I think it's more that reliability. I can have a frail 85-year-old who has an amazing caregiver—a nurse who is a granddaughter—and we feel very comfortable. But I can have a young gentleman with no consistent caregiver that we might need to admit. We do not have a social work consult for every patient at current state, like we do for our CAR-T and bone marrow transplant patients, but that would be ideal future state, to Megan's point, so we can recognize that and provide the family with resources more immediately.
Q: What's one toxicity management lesson you learned the hard way—something that changed your practice or your institution’s protocols?
Aschenbrenner: I'll comment on our triage structure at an academic site. It looks a little bit different in our community setting, where our community oncologists rotate a pager. Despite our best efforts in an after-hours call structure to educate fellows and hospitalists coming through, we found those patients sometimes still slip through the cracks of being identified, even with the tools in the electronic medical record.
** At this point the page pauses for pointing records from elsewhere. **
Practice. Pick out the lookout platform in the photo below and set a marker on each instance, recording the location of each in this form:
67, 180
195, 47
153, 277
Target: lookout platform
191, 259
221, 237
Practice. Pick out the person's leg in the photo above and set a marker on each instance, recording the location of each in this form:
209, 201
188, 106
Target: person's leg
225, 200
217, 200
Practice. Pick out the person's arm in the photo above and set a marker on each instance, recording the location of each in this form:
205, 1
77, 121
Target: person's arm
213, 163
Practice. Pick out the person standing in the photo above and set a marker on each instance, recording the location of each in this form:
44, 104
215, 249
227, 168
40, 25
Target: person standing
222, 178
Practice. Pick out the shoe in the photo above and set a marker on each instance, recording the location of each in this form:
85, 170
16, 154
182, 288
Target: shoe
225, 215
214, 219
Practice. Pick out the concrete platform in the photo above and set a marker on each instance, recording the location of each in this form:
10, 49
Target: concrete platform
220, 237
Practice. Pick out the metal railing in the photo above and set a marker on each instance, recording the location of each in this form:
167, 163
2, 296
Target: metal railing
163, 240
So we decided to build out an escalation pathway at our main academic site, leveraging our EPP pathways or triage pathways, because they are much more familiar with the toxicities, and we have staff that don't turn over quite as commonly. We also have the luxury of a 4-bed, 24-hour clinic. So they will lead toxicity management there, and they always have the opt-out—if this is a high-grade toxicity, we will direct you to the ED. Those pathways have ensured our patients can receive more safe and effective toxicity management or that we can triage them appropriately. So I guess the lesson learned: it's hard to continuously educate rotating staff. If there's a core team, that works a little bit better for our patients.
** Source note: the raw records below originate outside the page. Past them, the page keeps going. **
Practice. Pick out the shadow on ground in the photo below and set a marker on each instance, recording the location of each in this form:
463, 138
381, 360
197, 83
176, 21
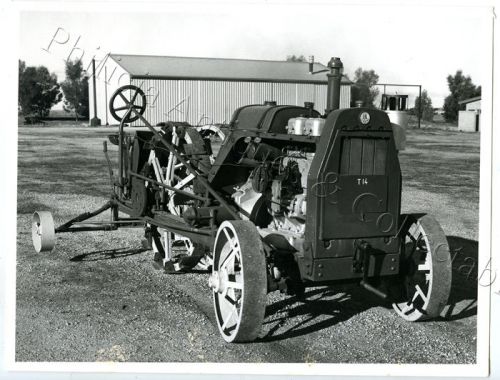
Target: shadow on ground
330, 306
463, 297
108, 254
Q: Is there anything you’d like to add?
Aschenbrenner: With any new process, sometimes you feel like you're winning; sometimes you feel like you're not making progress. We did a really fantastic job of moving more of these therapies outpatient. Then there was a little less engagement from executives and some physicians. Now that these are evolving in combination therapy in the second-line setting and potentially moving into first line, we're going to have to get there again—leveraging our sites of care and being good financial stewards in our health care system. I would say: don't give up. At times it has been a little challenging to have champions in this process, and pharmacists feel like they're carrying a lot of the burden at times, but it's worth the effort.
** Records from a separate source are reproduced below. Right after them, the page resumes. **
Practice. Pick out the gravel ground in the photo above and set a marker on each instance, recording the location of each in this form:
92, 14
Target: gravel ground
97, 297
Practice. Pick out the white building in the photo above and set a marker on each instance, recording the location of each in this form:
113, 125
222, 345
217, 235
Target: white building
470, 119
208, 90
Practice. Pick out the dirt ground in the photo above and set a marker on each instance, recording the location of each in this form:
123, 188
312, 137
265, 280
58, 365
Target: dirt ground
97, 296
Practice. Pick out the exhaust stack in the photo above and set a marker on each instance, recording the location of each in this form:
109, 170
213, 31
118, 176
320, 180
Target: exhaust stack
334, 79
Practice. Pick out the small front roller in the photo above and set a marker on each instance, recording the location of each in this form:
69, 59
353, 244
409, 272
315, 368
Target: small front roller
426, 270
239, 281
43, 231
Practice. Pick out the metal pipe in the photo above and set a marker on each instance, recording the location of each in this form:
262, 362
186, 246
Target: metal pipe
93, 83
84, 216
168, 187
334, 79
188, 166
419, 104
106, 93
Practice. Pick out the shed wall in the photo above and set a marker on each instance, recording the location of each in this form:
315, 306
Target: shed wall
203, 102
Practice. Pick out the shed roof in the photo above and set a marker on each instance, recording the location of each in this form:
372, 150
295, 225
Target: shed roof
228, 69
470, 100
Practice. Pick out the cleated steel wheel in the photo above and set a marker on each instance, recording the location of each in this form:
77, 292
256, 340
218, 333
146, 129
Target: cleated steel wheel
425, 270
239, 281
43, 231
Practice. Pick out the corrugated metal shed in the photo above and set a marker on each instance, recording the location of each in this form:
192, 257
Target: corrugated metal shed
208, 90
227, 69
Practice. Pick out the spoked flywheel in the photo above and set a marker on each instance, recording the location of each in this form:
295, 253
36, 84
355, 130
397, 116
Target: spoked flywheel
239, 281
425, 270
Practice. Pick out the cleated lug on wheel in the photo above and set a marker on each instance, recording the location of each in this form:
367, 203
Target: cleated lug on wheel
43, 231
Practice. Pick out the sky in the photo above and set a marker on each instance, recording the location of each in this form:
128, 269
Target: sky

May: Another thing is: you're not doing this alone. Even if you've never given a bispecific T-cell engager before, like Emilie just said, you need to start thinking about doing this. It's the way of the future—earlier lines of therapy, combination therapy, for example. But there are resources out there, so you don't need to recreate the wheel by yourself. There are organizations that have produced a lot of information—checklists for how to even start this process, checklists for “Are you ready to go? Do you have everything in place?” It might feel scary, but there are lots of resources you can utilize to make this process your own.